I have been reading more about the tax rules. It seems that only the depreciation that was taken is recaptured and taxed as ordinary income. But if there is other appreciation, it's still taxed as a capital gain. So the penalty for selling after september 2013 is not quite as bad as I previously thought. I will still try to sell before in 2 years if market conditions are good, of course, but if not I will continue renting out.

Apparently, the IRS rules may consider me an "active manager" if I make decisions such as setting the rent. I don't have to be managing every detail of the property, the property management company will do that.

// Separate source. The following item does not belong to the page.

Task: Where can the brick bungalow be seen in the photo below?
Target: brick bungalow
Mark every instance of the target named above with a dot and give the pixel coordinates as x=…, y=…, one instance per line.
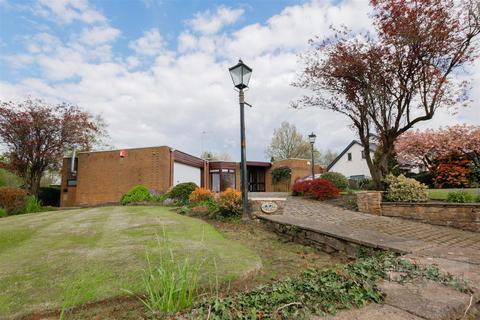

Lastly, thing is that my partner and I are going to finally enter into a California domestic partnership this year. The rules for gay and lesbian couples are very complicated, and we can't file jointly for federal purpose, but we have to add our incomes and deductions, divide by two, and then file separate federal returns. Because my partner earns much less than me, this means that I will be regarded as a much lower earner on my 1040, less than 6 figures, and will be able to fully deduct all the losses from depreciation and other rental losses every year. I will be in a lower tax bracket and my partner in a higher tax bracket. The effective tax rate will be lower. With no rental losses, and about 7000 of depreciation, the deduction should be worth at least 2500, so in the end it would be close to cash flow neutral after taxes. Of course that depreciation would be recaptured eventually upon sale.